Schon immer gab es Branchen die als Gewinner aus Krisen hervorgegangen sind. Andere hingegen konnten sich den negativen Tendenzen nicht entziehen und stehen deshalb vor sehr großen Herausforderungen. Das Magazin AnalysisKompakt von Scope stellte in der letzten Ausgabe zwei dieser Branchen vor.

Autobranche – Krisenverlierer I

Die großen Stichwörter auf der diesjährigen Automobilmesse waren „Nachhaltigkeit“, „umweltbewusst“ und „Elektromotor“. Die Autos der Zukunft sollen nicht nur schnell und komfortabel sein. Dass die Branche umdenken muss, hat sie längst zu spüren bekommen. Sie war eine der ersten, die im Zuge der Wirtschaftskrise mit schwindenden Absatzzahlen zu kämpfen hatte. „Zu teuer, zu groß, zu umweltschädlich“, lauteten die Vorwürfe. Mit der Abwrack-Prämie erhielten die Autobauer hierzulande Unterstützung, in den USA wirkte das Programm „Cash for Clunkers“ („Bares für Rostlauben“).
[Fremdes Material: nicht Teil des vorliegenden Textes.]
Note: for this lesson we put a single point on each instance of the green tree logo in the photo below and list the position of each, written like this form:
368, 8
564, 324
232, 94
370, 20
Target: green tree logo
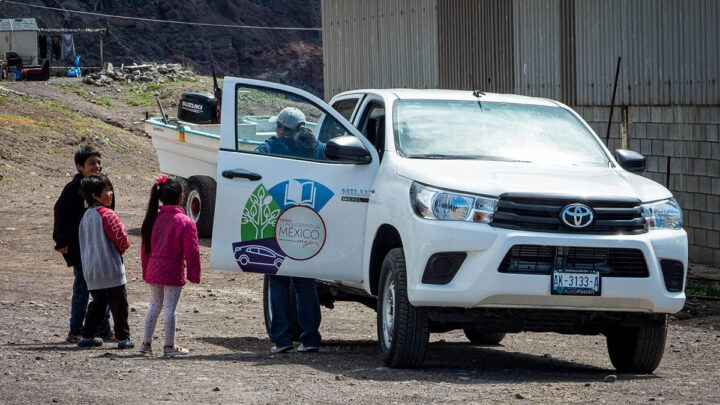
259, 216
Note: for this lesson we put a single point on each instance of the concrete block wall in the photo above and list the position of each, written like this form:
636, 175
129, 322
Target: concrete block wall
690, 136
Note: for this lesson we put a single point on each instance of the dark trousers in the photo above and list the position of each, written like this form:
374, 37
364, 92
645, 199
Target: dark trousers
116, 299
78, 306
308, 310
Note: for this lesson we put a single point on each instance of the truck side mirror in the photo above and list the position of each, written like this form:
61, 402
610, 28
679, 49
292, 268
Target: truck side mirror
347, 149
629, 160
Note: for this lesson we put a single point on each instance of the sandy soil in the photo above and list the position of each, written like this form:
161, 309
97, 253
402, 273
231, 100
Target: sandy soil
221, 321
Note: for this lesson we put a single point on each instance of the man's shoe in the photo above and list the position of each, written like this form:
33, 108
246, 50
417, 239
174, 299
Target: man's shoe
73, 337
94, 342
280, 349
307, 349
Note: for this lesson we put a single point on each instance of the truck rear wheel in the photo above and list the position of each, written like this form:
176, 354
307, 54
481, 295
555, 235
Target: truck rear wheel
637, 350
200, 203
483, 338
403, 329
267, 313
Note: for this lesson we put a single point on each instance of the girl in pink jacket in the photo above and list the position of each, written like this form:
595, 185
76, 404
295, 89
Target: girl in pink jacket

Von solchen „Starthilfen“ beflügelt haben die Autowerte an der Börse teils mächtig Gas gegeben: Der DJ STOXX Automobiles & Parts TR legte seit Jahresanfang in der Spitze rund 30 Prozent auf fast 375 Punkte zu. Inzwischen ist der Index aber wieder zurückgekommen und notiert bei 325 Zählern. Experten warnen davor, dass die Abwrackprämie den Autoabsatz nur kurzfristig befeuert haben könnte. In den kommenden Jahren sei ein umso stärkerer Nachfragerückgang möglich, da Autokäufer nun „eingedeckt“ sind. Wer die Branche dennoch in sein Portfolio aufnehmen möchte, dem stehen verschiedene Indexprodukte zur Auswahl. Mit jährlichen Kosten von 0,25 Prozent bietet ComStage das günstigste Produkt unter den ETFs (ISIN: LU0378435043). Ein Short-Papier, mit dem man eins zu eins an fallenden Kursen des Index partizipieren kann, ist am Markt nicht zu finden.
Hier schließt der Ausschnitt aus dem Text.